I must take some time to clean my plate, to clear the clutter, to scrub the floor.
Then I can smile and let love in when it comes again, knocking on my door.

Friday, January 29, 2010

Wolf Moon

I went out and turned circles, scanning the sky.
Yes indeed, indeed it is a dark lonely night.
I looked for the moon and Mars next to it,
But I saw nothing in the sky, nothing lit.

Oh the moon, ever there, ever changing too.
Sometimes full sometimes not; like me and you.
I'm still scanning, love, looking for a hint of light,
It's supposed to be big, but there's no moon in sight.

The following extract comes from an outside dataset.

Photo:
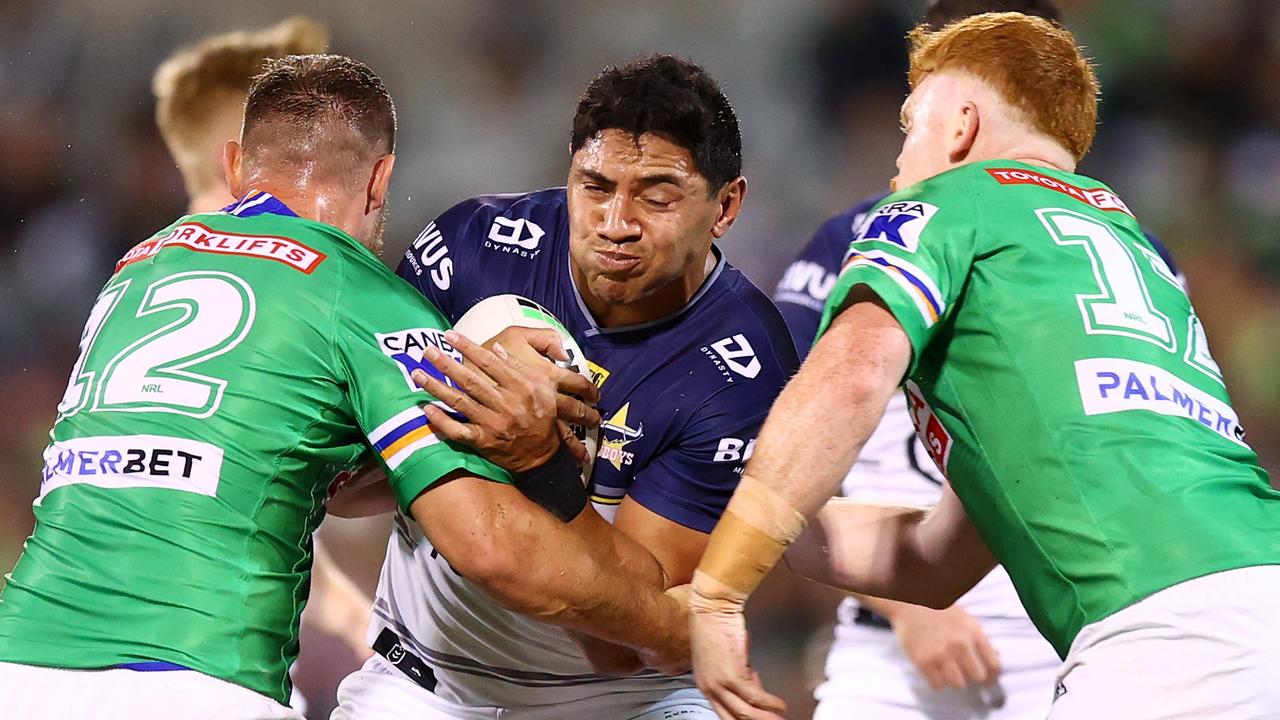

I am so tired from it controlling my tides,
Such ups and downs, too wild of a ride.
Maybe the moon is better all hidden in the dark,
Instead of lighting the way for lovers in the park.

I looked, my love, I looked so earnestly,
Hoping for the hope and the light I didn't see.
Our passion is strong, bright behind the clouds,
Behind the pain and the rain and all these doubts.

Monday, January 11, 2010

I feel the shaking under my feet-
I thought I was firmly grounded,
I start falling as I'm informed...
I was standing on a cloud.

The ground slips out from under me,
I grasp for balance, for stability...
Alas, I find none. Such is life.

Wednesday, January 06, 2010

Manipulation

To bring out a smile,
Now that's a skill.
That's ability.
That's power.
That's influence.
A useful tool for a manipulative being...

To bring out reaction,
Now that's nature,
Consequences for action.
Action for reaction,
Willingness for effort,
manipulation...

To bring out fear,
Reaction for action,
The wrong kind of power,
Not respect but close,
It's a trade-off,
Oh manipulation...

To bring out guilt,
Acting for reaction,
Weakness for results,
Wounded and wronged
As presented anyway,
Manipulation...

To bring out love,
give for take,
selfless for unconditional,
Patience for peace-
That appears to be different...
To the manipulative, it's not.

C-H Family

Oh the joy on your face,
They grow at such a pace,
Before you and I know,
They'll be full grown,
In a blink of an eye,
Graduation'll be nigh,
I'll watch them grow
in still scenes, you know,
That's enough for me,
To see you all so happy!

Tuesday, January 05, 2010

HOPE!!

There’s light at the end of this dark tunnel,
There’s light at the end, I can see it!
Now only to figure out how far,
How far and if I can reach it…
A week and a day? A lifetime perhaps?
There’s no telling from this circumstance,
But finally I see it, the light at the end,
And I hope I no longer have to pretend
That everything is okay or at least will be,
I can see the light, the point I’ll be free.